Omnicell Posts Solid Q4, Positive on 3-Legged Strategies

Zacks

On Feb 9, 2015, we issued an updated research report on Omnicell Inc. (OMCL). The company recently reported a better-than-expected fourth-quarter 2014 with both the top and the bottom line surpassing the respective Zacks Consensus Estimate.

Although the company delivered a balanced segmental improvement in the quarter, we are concerned with the continued drag in gross margin. Nevertheless, we are impressed that, with the successful application of its three-legged strategy targeted toward growth, viz. compellingly differentiated products, expansion into new markets and targeted acquisition, Omnicell has successfully doubled its revenues and tripled its profits over the past five years.

Adjusted earnings per share (EPS) of 28 cents (considering stock-based compensation as a regular expense) were up 27.3% year over year. Adjusted EPS also surpassed the Zacks Consensus Estimate by 4 cents.

Revenues increased 14.8% year over year to $121.5 million in the quarter, exceeding the Zacks Consensus Estimate of $115 million, primarily on the back of the momentum that management observed in the creation of new customers.
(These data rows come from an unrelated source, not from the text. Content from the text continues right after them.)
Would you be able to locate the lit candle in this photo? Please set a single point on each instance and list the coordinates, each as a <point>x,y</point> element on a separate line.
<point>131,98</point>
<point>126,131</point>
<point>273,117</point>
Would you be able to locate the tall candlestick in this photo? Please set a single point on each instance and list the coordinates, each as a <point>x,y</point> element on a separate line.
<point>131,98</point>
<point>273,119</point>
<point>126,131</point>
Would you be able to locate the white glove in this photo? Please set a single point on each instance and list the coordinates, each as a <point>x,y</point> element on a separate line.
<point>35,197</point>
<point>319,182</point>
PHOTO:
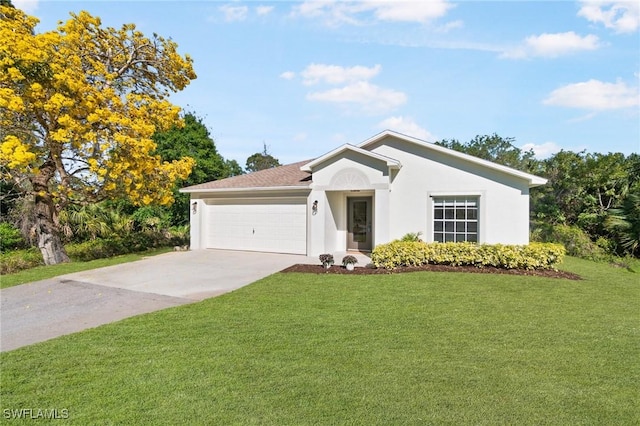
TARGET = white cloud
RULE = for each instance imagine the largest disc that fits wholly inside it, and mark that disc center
(543, 150)
(288, 75)
(264, 10)
(553, 45)
(621, 16)
(595, 95)
(27, 6)
(234, 13)
(369, 97)
(450, 26)
(300, 137)
(409, 11)
(350, 12)
(335, 74)
(407, 126)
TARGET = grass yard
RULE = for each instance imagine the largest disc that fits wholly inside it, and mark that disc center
(45, 272)
(417, 348)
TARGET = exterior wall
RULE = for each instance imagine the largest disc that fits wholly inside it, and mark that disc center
(504, 199)
(195, 228)
(349, 175)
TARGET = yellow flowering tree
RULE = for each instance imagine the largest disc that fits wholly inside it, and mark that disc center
(78, 107)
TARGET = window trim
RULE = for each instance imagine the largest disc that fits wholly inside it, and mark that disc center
(481, 200)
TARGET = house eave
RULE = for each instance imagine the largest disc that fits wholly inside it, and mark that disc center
(270, 189)
(532, 180)
(390, 162)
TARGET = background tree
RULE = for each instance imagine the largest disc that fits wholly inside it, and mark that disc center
(192, 140)
(78, 106)
(497, 149)
(261, 161)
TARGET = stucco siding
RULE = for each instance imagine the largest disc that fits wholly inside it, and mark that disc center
(504, 202)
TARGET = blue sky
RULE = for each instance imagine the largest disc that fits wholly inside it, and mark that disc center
(306, 77)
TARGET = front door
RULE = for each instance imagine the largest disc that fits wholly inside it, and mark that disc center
(359, 224)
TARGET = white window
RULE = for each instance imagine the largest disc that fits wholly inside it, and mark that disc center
(455, 219)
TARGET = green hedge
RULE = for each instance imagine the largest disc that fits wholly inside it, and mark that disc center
(132, 243)
(408, 253)
(18, 260)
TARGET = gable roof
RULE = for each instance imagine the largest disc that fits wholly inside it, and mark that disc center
(283, 177)
(532, 179)
(298, 175)
(390, 162)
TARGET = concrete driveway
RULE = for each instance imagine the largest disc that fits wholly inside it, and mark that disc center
(43, 310)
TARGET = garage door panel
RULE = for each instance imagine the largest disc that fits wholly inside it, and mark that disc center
(261, 225)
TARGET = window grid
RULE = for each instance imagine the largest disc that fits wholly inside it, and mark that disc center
(455, 219)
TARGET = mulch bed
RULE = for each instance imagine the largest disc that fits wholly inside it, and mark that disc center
(319, 269)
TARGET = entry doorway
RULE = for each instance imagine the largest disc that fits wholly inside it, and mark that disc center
(359, 223)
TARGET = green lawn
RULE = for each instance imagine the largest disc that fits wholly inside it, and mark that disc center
(418, 348)
(45, 272)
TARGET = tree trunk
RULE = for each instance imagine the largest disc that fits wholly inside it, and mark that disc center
(49, 241)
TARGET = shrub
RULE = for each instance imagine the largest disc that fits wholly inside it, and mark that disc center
(18, 260)
(10, 237)
(411, 236)
(349, 260)
(532, 256)
(326, 259)
(576, 241)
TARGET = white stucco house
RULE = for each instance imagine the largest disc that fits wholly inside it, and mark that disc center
(358, 196)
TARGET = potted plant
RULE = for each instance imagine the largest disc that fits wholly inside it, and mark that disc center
(327, 260)
(349, 262)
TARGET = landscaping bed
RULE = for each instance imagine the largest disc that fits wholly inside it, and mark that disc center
(319, 269)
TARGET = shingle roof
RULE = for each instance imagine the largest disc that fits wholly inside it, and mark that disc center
(282, 176)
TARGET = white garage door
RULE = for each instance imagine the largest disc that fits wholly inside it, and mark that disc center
(273, 225)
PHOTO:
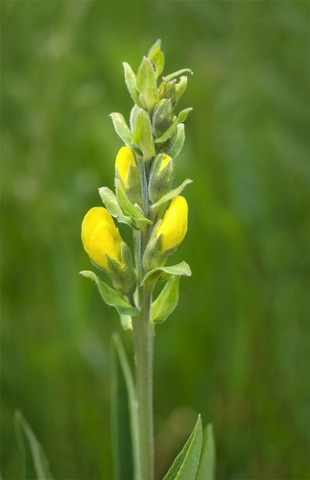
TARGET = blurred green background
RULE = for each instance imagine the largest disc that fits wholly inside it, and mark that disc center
(235, 350)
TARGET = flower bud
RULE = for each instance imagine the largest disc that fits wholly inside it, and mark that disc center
(174, 224)
(161, 177)
(162, 117)
(100, 237)
(127, 171)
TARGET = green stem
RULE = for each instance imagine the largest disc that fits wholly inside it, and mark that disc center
(143, 337)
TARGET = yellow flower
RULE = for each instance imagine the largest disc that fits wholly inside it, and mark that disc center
(100, 236)
(174, 224)
(124, 159)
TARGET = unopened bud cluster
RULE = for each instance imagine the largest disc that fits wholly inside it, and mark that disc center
(144, 173)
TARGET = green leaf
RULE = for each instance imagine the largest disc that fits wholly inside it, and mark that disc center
(157, 57)
(173, 193)
(185, 465)
(112, 297)
(146, 83)
(162, 273)
(169, 132)
(110, 200)
(176, 74)
(206, 468)
(142, 135)
(177, 145)
(131, 82)
(166, 301)
(40, 462)
(121, 128)
(128, 207)
(124, 415)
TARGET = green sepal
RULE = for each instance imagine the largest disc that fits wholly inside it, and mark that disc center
(131, 82)
(173, 193)
(123, 274)
(174, 75)
(162, 117)
(112, 297)
(110, 201)
(183, 114)
(157, 57)
(186, 463)
(169, 132)
(180, 87)
(206, 468)
(36, 453)
(162, 273)
(124, 415)
(129, 208)
(133, 115)
(121, 128)
(146, 83)
(142, 135)
(167, 90)
(160, 178)
(126, 322)
(166, 301)
(178, 142)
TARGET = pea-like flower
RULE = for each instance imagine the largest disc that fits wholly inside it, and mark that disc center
(174, 224)
(127, 173)
(100, 237)
(124, 160)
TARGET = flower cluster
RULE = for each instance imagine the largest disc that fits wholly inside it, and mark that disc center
(143, 197)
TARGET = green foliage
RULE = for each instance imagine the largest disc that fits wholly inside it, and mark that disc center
(185, 465)
(243, 315)
(34, 459)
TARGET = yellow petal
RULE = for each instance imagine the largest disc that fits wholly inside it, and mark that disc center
(124, 159)
(174, 224)
(100, 236)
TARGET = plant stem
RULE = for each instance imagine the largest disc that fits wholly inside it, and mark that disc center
(143, 336)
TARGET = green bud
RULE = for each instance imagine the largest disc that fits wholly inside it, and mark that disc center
(142, 135)
(127, 172)
(162, 117)
(162, 173)
(157, 58)
(146, 83)
(123, 274)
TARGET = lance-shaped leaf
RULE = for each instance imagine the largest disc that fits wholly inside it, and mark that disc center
(142, 135)
(166, 301)
(173, 193)
(124, 416)
(177, 145)
(162, 273)
(131, 82)
(132, 210)
(121, 128)
(185, 465)
(169, 132)
(173, 75)
(110, 200)
(206, 468)
(39, 460)
(112, 297)
(146, 83)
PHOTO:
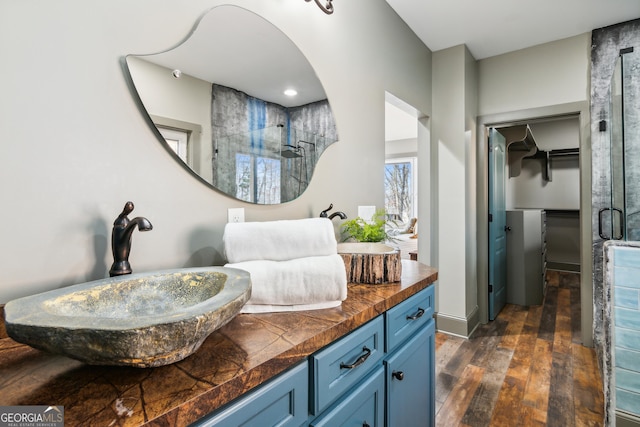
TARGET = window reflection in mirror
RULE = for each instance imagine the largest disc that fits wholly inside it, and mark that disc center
(223, 87)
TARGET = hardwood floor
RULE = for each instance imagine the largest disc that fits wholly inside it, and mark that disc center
(526, 368)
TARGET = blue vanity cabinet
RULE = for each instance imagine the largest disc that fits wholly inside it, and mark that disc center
(341, 365)
(408, 317)
(283, 401)
(410, 378)
(381, 374)
(364, 406)
(410, 362)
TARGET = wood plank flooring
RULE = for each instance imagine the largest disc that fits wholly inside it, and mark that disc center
(526, 368)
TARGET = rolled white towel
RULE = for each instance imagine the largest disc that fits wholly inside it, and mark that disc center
(309, 280)
(279, 240)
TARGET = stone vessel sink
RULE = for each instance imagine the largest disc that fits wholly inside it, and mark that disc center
(372, 263)
(141, 320)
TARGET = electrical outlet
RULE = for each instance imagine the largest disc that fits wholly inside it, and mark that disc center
(235, 215)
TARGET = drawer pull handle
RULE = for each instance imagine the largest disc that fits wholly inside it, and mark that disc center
(399, 375)
(359, 361)
(418, 314)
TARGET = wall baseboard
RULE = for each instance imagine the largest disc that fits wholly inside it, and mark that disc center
(625, 419)
(458, 326)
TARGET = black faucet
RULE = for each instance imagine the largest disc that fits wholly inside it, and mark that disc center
(323, 214)
(121, 239)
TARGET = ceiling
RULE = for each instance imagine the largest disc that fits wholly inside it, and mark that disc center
(494, 27)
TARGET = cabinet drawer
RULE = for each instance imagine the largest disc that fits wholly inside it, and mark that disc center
(408, 317)
(341, 365)
(281, 402)
(363, 407)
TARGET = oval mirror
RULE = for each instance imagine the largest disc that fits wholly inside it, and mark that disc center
(239, 105)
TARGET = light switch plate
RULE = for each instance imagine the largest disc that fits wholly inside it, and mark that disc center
(235, 215)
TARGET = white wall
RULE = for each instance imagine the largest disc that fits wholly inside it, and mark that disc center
(187, 99)
(548, 74)
(75, 146)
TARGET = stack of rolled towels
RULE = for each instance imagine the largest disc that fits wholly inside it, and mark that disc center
(294, 264)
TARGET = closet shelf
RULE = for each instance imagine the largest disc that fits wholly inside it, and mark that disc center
(522, 145)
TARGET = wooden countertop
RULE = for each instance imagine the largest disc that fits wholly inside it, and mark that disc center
(246, 352)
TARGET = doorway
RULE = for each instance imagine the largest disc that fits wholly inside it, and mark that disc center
(534, 178)
(404, 140)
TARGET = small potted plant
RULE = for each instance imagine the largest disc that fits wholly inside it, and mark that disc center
(369, 259)
(360, 230)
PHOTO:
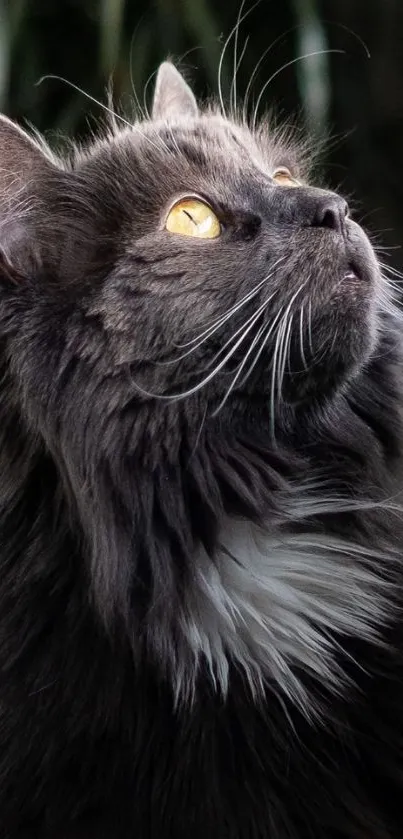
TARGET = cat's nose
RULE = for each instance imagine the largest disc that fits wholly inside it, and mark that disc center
(329, 211)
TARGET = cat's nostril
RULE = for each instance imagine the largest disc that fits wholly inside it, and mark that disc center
(331, 212)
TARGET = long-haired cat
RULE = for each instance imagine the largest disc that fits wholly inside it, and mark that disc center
(200, 538)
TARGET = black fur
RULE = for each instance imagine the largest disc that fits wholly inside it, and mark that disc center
(106, 493)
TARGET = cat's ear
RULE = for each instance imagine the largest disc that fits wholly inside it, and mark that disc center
(25, 168)
(172, 96)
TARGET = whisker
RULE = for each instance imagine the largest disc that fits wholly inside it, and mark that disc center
(284, 67)
(269, 331)
(310, 327)
(232, 93)
(301, 337)
(258, 64)
(174, 397)
(229, 341)
(225, 47)
(239, 371)
(222, 319)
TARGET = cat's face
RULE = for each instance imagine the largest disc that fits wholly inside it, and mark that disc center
(186, 258)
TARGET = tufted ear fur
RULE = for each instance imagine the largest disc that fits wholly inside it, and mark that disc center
(172, 96)
(26, 167)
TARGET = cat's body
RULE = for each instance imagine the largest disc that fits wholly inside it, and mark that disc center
(201, 467)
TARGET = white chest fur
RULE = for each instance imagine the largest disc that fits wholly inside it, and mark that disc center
(278, 606)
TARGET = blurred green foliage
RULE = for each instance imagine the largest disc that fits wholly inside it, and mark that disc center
(92, 43)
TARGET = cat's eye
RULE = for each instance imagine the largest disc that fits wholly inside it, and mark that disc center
(283, 177)
(193, 217)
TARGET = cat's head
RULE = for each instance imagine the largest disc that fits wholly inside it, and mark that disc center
(184, 260)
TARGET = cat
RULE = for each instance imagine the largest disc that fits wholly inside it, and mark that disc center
(201, 468)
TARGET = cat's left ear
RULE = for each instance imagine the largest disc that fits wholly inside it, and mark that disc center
(172, 95)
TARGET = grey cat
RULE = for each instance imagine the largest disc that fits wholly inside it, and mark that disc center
(200, 530)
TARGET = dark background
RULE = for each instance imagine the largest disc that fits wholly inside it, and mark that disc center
(356, 99)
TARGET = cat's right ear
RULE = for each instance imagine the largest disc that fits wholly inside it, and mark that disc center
(25, 168)
(172, 95)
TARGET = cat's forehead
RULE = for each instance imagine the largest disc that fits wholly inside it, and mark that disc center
(213, 136)
(209, 142)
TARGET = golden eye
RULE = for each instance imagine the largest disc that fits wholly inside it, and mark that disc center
(283, 177)
(192, 217)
Through 2014, the company posted solid new customer wins and this trend is expected to continue in the upcoming period as well. The company has new accounts which include the likes of Memorial Sloan Kettering Cancer Center in New York. In addition, the Surgichem acquisition has already enhanced Omnicell's existing customer base by absorbing independent retail pharmacy customers.

Market expansion is also progressing at a rapid pace. While Omnicell continues to focus on the Middle East, the U.K. and China, we are impressed with the company’s initiative to increase product adoption rate in other parts of the world too. We believe Omnicell remains high on a customer's demand list, given the improved efficiency and safety capabilities of the technologies offered by it.

However, we are concerned with the escalating product costs. The company expects this trend to continue even in the coming quarter as an unfavorable product mix will lead to a drag in gross margin. Constrained hospital spending remains a major headwind for the company. The ongoing hospital consolidation trend that might alter Omnicell’s client base also warrants caution. Moreover, the company faces intense competition from larger players in the medication management and supply chain solutions market.

The stock currently carries a Zacks Rank #4 (Sell).

Key Picks from the Sector

Some better-ranked stocks in the broader medical sector are Allscripts Healthcare Solutions, Inc. (MDRX), athenahealth, Inc. (ATHN) and Medidata Solutions, Inc. (MDSO). All of these three stocks carry a Zacks Rank #2 (Buy).